Em casa, deitado em sua cama, olhando o teto, Sérgio respirava fundo para oxigenar o cérebro e recuperar o fôlego que parecia ter prendido enquanto conversavam. Lembrou do sonho que o orientava como abordá-la e riu. No sonho alguém dizia para ele falar com o coração que aquele livro era totalmente inspirado nela. Seu coração usou sua própria linguagem para dizer isso. Patrícia, absorta em pensamentos, dirigia e imaginava o que tinha naquele livro, ainda sem acreditar que era inspirado nela. Tinha consciência de sua beleza, mas jamais imaginara que chegasse a ser motivação para alguém escrever poemas sobre ela. Até namoros estavam difíceis, não por falta assédio, mas por falta de tempo e de opções razoáveis. Como toda mulher muito bonita, tinha dificuldades em manter seus relacionamentos, principalmente por que os homens que dela se aproximavam ficavam possessivos, inseguros e paranóicos. Era o preço de ser tão bela.
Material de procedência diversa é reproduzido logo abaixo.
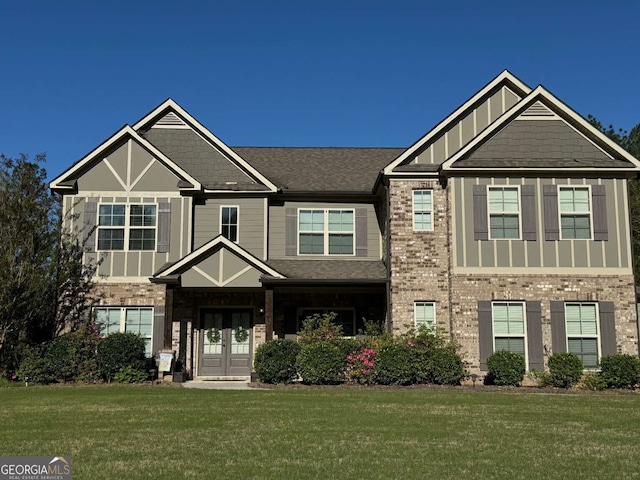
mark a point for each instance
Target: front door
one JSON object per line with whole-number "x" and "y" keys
{"x": 225, "y": 345}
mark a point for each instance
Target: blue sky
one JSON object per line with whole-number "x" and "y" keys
{"x": 299, "y": 73}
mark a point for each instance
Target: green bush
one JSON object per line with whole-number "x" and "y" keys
{"x": 565, "y": 369}
{"x": 119, "y": 350}
{"x": 620, "y": 371}
{"x": 275, "y": 361}
{"x": 396, "y": 365}
{"x": 445, "y": 367}
{"x": 129, "y": 374}
{"x": 321, "y": 363}
{"x": 505, "y": 368}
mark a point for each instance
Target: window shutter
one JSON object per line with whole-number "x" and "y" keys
{"x": 528, "y": 201}
{"x": 534, "y": 336}
{"x": 551, "y": 225}
{"x": 480, "y": 222}
{"x": 90, "y": 224}
{"x": 158, "y": 329}
{"x": 361, "y": 232}
{"x": 607, "y": 329}
{"x": 558, "y": 329}
{"x": 164, "y": 227}
{"x": 599, "y": 205}
{"x": 485, "y": 332}
{"x": 291, "y": 233}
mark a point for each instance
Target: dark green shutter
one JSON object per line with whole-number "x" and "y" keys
{"x": 607, "y": 329}
{"x": 480, "y": 221}
{"x": 534, "y": 336}
{"x": 485, "y": 332}
{"x": 558, "y": 328}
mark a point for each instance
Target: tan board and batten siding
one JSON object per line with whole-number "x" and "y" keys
{"x": 278, "y": 228}
{"x": 251, "y": 222}
{"x": 130, "y": 174}
{"x": 540, "y": 253}
{"x": 467, "y": 127}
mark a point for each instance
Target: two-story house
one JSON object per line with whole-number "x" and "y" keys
{"x": 506, "y": 225}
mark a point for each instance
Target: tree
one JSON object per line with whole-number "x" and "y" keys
{"x": 630, "y": 141}
{"x": 45, "y": 287}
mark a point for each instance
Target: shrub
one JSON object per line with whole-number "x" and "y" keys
{"x": 129, "y": 374}
{"x": 396, "y": 365}
{"x": 565, "y": 369}
{"x": 321, "y": 363}
{"x": 445, "y": 367}
{"x": 275, "y": 361}
{"x": 119, "y": 350}
{"x": 505, "y": 368}
{"x": 620, "y": 371}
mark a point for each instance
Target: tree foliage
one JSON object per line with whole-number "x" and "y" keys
{"x": 45, "y": 286}
{"x": 630, "y": 141}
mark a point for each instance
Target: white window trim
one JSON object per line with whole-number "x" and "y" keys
{"x": 596, "y": 336}
{"x": 127, "y": 226}
{"x": 519, "y": 212}
{"x": 524, "y": 327}
{"x": 414, "y": 210}
{"x": 237, "y": 207}
{"x": 590, "y": 213}
{"x": 325, "y": 232}
{"x": 123, "y": 317}
{"x": 415, "y": 311}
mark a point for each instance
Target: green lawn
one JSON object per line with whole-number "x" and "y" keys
{"x": 122, "y": 432}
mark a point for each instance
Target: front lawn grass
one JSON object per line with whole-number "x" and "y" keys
{"x": 135, "y": 432}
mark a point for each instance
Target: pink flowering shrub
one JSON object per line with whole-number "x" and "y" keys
{"x": 361, "y": 366}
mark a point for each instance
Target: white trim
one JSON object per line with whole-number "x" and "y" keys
{"x": 326, "y": 232}
{"x": 414, "y": 211}
{"x": 518, "y": 213}
{"x": 504, "y": 77}
{"x": 202, "y": 130}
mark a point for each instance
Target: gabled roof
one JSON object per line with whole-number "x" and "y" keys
{"x": 186, "y": 262}
{"x": 616, "y": 157}
{"x": 169, "y": 106}
{"x": 505, "y": 78}
{"x": 66, "y": 180}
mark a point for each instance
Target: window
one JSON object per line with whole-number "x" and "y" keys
{"x": 229, "y": 223}
{"x": 424, "y": 313}
{"x": 423, "y": 210}
{"x": 322, "y": 232}
{"x": 137, "y": 230}
{"x": 137, "y": 320}
{"x": 504, "y": 212}
{"x": 509, "y": 327}
{"x": 582, "y": 332}
{"x": 575, "y": 213}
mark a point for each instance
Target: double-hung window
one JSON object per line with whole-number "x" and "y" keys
{"x": 133, "y": 226}
{"x": 423, "y": 210}
{"x": 326, "y": 232}
{"x": 424, "y": 314}
{"x": 582, "y": 332}
{"x": 138, "y": 320}
{"x": 229, "y": 223}
{"x": 509, "y": 327}
{"x": 575, "y": 212}
{"x": 504, "y": 212}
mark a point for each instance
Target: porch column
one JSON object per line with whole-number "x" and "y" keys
{"x": 268, "y": 313}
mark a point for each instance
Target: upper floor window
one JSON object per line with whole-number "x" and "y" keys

Aquela manifestação de romantismo a surpreendia: um livro inteiro de poemas sobre ela?
Antes mesmo do banho, Patrícia pegou o livro e o abriu na dedicatória: “Para a mulher cuja existência deu vida a esses poemas”. Na orelha do livro tinha dados biográficos do autor, onde dizia ser ele Jornalista, Professor de Literatura e Poeta. Aquele era o terceiro livro a ser publicado. Tinha quarenta anos e trabalhava em um grande jornal, embora usasse pseudônimo para seus artigos que tratavam sobre o cotidiano. O primeiro poema já a deixou sem graça:
Eis que me surpreende a vida
Dando-me tua imagem
E a tarde, antes apenas áspera tarde,
Solitário complemento do dia,
Enche-se de uma maciez plácida,
De um aveludado deslizar do tempo,
De um ritmado caminhar.
Eis que me revolve a verve apaixonada da poesia
E o manto raro da inspiração
Deita-se em meu peito
Sugando as primeiras batidas de um novo coração
Levando às minhas mãos palavras
Cravando no papel versos
Versos que querem dizer:
Se existes, se podes ser tão bela
Impossível é não existir, também, o amor.